The oldest giant tortoises are revealing their genetic secrets for living up to 250 years. They are animals that are in the range of human size. Female giant tortoises are about 250 pounds and male giant tortoises are about 500 pounds. There are other super long-lived creatures like whales and sharks. However, those larger creatures seem to be leveraging constant slight amounts of growth. Being in state of constant growth of 0.1 to 0.5% means that the body is constantly generating stem cells and having active regeneration.
The genome of Lonesome George was sequenced using a combination of Illumina and PacBio platforms. There was a lot of other sequencing and analysis.

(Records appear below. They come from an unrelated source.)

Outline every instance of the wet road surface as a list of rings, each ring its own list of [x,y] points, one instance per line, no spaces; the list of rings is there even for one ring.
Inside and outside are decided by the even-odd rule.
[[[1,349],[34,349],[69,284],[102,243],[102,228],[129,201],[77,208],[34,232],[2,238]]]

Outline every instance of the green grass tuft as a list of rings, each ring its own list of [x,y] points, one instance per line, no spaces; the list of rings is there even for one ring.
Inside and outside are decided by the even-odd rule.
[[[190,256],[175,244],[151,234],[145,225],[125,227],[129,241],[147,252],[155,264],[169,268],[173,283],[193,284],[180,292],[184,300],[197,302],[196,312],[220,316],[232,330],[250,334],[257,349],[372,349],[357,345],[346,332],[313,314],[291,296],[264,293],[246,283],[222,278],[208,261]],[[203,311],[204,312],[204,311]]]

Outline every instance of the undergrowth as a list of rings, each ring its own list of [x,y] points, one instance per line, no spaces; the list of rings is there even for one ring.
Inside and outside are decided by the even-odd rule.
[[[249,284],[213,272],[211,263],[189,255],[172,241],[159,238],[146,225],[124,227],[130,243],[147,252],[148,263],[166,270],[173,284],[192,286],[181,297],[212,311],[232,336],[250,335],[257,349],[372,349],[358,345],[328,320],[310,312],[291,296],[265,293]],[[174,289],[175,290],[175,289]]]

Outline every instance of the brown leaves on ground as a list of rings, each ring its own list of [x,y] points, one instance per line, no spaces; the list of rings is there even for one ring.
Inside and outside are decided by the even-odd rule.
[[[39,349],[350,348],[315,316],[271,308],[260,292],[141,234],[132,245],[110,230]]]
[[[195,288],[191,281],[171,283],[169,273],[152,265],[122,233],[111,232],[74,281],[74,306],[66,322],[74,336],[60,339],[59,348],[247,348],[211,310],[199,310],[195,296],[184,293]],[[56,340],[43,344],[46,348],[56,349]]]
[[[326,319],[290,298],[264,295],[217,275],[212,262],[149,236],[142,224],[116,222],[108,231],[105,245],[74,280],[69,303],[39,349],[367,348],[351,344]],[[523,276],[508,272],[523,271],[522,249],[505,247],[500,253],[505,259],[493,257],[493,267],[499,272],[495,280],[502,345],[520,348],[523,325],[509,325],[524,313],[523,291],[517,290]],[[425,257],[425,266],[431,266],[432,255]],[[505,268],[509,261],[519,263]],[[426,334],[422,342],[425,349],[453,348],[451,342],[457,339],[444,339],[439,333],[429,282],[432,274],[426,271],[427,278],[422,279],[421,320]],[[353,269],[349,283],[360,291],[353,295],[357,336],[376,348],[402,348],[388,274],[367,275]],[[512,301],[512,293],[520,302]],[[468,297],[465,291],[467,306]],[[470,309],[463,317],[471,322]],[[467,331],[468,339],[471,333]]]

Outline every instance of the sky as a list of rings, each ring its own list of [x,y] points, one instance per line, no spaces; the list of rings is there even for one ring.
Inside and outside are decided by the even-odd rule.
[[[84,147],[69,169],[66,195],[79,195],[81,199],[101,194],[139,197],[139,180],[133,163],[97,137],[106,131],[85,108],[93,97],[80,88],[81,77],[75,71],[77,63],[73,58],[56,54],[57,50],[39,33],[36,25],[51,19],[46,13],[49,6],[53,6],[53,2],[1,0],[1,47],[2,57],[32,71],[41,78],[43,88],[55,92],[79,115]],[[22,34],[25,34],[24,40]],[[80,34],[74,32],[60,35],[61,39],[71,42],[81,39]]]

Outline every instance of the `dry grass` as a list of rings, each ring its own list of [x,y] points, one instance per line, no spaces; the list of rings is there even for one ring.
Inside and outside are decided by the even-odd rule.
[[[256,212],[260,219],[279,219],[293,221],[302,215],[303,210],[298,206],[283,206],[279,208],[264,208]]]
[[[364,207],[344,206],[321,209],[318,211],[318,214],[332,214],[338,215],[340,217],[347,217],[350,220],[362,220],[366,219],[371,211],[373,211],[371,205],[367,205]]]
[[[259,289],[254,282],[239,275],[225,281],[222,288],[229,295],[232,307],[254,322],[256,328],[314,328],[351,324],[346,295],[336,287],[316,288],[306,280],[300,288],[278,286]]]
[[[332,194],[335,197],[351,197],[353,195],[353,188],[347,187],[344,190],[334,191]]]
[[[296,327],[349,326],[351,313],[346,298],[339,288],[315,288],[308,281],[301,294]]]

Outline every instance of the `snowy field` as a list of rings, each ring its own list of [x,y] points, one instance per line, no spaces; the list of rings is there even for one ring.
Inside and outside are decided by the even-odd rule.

An important trait of large, long-lived vertebrates is their need for tighter cancer protection mechanisms. This need for additional protection illustrates the deep relationship and interdependence between cancer and longevity. Notably, tumors are believed to be very rare in turtles. Therefore, researchers analyzed more than 400 genes classified in a well-established census of cancer genes as oncogenes and tumor suppressors. Although most presented a highly conserved amino acid sequence when compared with the sequences of other organisms, we uncovered alterations in several tumourigenesis-related genes.

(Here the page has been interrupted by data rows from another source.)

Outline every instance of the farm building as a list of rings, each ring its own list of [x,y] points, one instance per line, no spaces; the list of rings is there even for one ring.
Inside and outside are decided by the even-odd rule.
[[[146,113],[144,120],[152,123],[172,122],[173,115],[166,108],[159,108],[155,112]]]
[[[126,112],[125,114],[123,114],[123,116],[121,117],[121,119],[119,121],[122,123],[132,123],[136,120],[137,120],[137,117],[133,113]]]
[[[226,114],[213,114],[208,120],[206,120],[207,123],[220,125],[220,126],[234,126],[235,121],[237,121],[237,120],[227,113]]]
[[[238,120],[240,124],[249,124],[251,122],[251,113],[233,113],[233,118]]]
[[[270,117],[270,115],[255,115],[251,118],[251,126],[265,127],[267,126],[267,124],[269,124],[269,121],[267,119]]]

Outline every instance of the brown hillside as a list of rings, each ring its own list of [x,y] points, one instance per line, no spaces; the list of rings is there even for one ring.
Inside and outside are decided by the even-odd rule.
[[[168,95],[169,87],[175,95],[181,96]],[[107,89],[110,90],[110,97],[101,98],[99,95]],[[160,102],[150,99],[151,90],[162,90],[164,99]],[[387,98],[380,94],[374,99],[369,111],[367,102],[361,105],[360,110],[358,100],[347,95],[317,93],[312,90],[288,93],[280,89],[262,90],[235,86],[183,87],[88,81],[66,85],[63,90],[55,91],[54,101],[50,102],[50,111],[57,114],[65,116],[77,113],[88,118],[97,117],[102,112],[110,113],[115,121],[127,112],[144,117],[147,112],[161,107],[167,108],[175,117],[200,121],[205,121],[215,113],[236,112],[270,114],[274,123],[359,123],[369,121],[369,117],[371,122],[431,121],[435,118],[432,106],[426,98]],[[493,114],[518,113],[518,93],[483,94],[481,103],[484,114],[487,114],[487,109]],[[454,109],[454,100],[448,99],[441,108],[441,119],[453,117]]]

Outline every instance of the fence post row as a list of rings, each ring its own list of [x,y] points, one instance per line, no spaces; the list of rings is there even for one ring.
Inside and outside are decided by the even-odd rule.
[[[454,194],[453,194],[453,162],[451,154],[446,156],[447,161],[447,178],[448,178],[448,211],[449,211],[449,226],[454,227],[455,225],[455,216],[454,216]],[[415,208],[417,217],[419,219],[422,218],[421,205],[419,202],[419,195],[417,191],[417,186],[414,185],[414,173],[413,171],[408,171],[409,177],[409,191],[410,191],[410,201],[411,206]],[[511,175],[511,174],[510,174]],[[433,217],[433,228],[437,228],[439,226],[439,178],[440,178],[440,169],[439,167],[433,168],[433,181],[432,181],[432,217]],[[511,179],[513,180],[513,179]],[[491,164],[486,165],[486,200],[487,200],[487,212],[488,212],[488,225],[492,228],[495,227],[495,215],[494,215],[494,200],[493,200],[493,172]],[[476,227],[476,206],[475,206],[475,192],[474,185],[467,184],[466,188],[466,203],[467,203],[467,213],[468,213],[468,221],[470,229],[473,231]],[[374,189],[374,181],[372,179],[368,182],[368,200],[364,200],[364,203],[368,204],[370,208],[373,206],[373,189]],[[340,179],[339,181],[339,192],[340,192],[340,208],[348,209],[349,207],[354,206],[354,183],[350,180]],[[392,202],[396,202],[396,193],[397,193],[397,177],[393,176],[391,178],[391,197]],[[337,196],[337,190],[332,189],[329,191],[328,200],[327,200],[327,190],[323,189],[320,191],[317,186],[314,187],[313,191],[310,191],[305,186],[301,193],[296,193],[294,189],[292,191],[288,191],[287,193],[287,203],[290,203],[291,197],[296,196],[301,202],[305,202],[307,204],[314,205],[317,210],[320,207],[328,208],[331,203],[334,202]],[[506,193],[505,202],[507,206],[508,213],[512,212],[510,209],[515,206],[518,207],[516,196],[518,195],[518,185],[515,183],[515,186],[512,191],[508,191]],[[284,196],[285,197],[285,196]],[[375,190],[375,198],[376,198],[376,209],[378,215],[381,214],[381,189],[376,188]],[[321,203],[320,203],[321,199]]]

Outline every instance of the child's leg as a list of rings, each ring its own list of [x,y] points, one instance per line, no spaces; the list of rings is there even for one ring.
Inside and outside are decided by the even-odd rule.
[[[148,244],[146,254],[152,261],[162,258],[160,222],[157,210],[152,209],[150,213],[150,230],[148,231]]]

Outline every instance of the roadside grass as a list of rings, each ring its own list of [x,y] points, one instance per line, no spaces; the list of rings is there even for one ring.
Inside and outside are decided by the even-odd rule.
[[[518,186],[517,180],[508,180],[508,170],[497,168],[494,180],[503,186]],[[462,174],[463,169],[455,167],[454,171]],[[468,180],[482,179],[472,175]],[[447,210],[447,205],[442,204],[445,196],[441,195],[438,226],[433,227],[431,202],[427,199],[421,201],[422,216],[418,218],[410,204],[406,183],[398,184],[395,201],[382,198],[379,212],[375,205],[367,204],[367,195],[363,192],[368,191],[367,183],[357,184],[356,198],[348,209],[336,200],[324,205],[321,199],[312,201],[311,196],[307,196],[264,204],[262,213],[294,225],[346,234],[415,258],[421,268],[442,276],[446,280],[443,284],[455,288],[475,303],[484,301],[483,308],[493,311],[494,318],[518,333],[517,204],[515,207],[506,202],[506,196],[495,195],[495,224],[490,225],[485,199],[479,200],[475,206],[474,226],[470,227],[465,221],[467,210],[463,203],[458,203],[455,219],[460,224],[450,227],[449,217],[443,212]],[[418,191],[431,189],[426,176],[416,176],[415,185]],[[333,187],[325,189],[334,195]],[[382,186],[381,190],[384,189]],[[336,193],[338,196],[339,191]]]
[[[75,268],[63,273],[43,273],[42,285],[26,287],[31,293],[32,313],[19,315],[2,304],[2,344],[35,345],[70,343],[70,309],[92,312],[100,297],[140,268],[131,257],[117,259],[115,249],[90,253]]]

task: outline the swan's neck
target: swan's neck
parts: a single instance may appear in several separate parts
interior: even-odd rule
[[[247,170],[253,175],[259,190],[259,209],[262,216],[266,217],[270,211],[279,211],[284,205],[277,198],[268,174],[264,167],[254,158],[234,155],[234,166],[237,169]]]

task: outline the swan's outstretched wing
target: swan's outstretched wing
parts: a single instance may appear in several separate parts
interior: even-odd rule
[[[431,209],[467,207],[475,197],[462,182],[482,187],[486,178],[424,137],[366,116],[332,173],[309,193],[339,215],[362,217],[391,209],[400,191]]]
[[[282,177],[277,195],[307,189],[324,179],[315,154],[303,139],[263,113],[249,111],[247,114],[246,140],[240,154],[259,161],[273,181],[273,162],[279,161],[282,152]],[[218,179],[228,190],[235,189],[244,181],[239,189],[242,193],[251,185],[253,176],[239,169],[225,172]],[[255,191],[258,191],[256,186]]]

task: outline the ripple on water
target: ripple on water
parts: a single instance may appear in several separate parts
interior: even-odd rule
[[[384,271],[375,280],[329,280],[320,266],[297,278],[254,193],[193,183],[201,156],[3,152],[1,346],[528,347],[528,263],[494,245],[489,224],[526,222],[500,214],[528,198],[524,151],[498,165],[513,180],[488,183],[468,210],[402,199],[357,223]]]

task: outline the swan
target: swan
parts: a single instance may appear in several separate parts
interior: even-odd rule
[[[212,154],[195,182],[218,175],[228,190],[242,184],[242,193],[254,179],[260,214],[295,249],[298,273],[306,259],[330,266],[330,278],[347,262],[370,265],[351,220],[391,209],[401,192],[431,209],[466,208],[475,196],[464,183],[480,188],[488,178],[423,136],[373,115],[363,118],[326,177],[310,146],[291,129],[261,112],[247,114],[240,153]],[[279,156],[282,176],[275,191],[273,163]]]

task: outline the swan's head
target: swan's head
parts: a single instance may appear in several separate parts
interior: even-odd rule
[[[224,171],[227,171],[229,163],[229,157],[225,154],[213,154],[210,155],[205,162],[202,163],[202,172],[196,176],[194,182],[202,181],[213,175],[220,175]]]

Giant tortoises are among the longest-lived vertebrate animals and, as such, provide an excellent model to study traits like longevity and age-related diseases. However, genomic and molecular evolutionary information on giant tortoises is scarce. They describe a global analysis of the genomes of Lonesome George—the iconic last member of Chelonoidis abingdonii—and the Aldabra giant tortoise (Aldabrachelys gigantea). Comparison of these genomes with those of related species, using both unsupervised and supervised analyses, led us to detect lineage-specific variants affecting DNA repair genes, inflammatory mediators and genes related to cancer development. Our study also hints at specific evolutionary strategies linked to increased lifespan, and expands our understanding of the genomic determinants of aging. These new genome sequences also provide important resources to help the efforts for restoration of giant tortoise populations.